What If I Have No Goals and I Stay in Bed All Day

I may have been a little overly optimistic when I created my habit tracker. Lots of people only track a few things and there are a lot of different ways to do it. You can track anything, taking a shower, getting out of bed, days without smoking or doing some other harmful habit, exactly how much water you drink, days you managed to leave the house, etc. Wherever you are in your life right now, the habit tracker can help you achieve whatever goals you have.

And if you don’t have any goals at all? Well, then the habit tracker is even more important for you. If you can’t think of any goals you want to track for yourself, think about the goals that your counselor, friend, or family member has expressed for you. Write that down, and even if you only achieve it one day out of the month, you can look back at that and see that you did indeed accomplish something.

More About the BuJo

BohoBerry has been my favorite place for information and inspiration. She has some great ideas of her own and also does a great job of curating other people’s bujo ideas.

I started out be following the simple instructions at bulletjournal.com. After the first week, I started to see what worked for me and what didn’t.
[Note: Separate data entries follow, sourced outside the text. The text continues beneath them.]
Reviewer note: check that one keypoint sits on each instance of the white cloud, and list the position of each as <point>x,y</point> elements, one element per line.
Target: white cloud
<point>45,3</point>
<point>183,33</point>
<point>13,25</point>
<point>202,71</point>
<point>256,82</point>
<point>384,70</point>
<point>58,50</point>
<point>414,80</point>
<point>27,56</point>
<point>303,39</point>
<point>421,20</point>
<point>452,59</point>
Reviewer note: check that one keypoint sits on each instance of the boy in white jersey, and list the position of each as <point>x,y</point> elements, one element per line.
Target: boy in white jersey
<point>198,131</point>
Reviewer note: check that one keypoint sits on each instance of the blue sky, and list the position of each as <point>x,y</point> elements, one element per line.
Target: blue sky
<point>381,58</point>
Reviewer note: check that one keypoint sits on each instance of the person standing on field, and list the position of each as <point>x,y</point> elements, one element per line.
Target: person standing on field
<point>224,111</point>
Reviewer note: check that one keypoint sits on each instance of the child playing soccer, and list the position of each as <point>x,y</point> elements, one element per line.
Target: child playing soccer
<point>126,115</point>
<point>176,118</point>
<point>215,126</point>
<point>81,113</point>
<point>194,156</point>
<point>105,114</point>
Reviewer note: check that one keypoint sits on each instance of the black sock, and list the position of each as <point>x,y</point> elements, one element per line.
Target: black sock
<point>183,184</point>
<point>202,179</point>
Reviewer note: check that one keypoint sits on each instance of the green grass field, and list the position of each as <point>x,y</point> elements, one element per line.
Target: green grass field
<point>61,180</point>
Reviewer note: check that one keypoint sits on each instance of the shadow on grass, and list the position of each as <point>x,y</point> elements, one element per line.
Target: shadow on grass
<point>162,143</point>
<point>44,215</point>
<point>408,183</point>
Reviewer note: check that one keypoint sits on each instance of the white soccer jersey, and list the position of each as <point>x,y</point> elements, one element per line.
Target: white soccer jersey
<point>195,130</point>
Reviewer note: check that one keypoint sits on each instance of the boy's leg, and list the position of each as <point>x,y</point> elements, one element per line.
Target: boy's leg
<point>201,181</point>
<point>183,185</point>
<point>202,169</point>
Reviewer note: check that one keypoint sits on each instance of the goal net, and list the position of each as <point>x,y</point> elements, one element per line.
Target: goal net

I kept looking for inspiration and changed up my monthly, weekly, and daily layouts to make them work for me.

My new favorite layout is the Calendex, developed by Eddy Hope. Heres what mine looks like:


It’s my first attempt, so I’ve had some trial and error with doing it “correctly”. (You’ll note the rnadom line drawn through the bottom quarter of the Calendex. This has no meaning and was drawn by accident when I was creating this page while watching TV. A lesson in mindfulness…) I use the colored dots for things like Birthdays and Holidays that I have in one place at the beginning of my BuJo. And then I use colored boxes with page numbers for the events on my calendar. One other change I made is that when I have an event that lasts two or more days, I put it on the left side of the month so that I can make one long block, like this:


The purple block in the second column denotes a three-day trip my hubby and I are taking. The Calendex acts as both my future log and my monthly log and my regular layouts are weekly and daily logs.

And this is my favorite weekly log, which is sort of an amalgam of a bunch of other weekly logs that I found on Pinterest:


I found that I needed more space for Notes for the week and Next week then I did for the individual days, which is how I ended up with this.

Bullet Journaling is a great place to get a little daily creativity into my life and it also helps me be more mindful. I hope you will get inspired and join the BuJo community!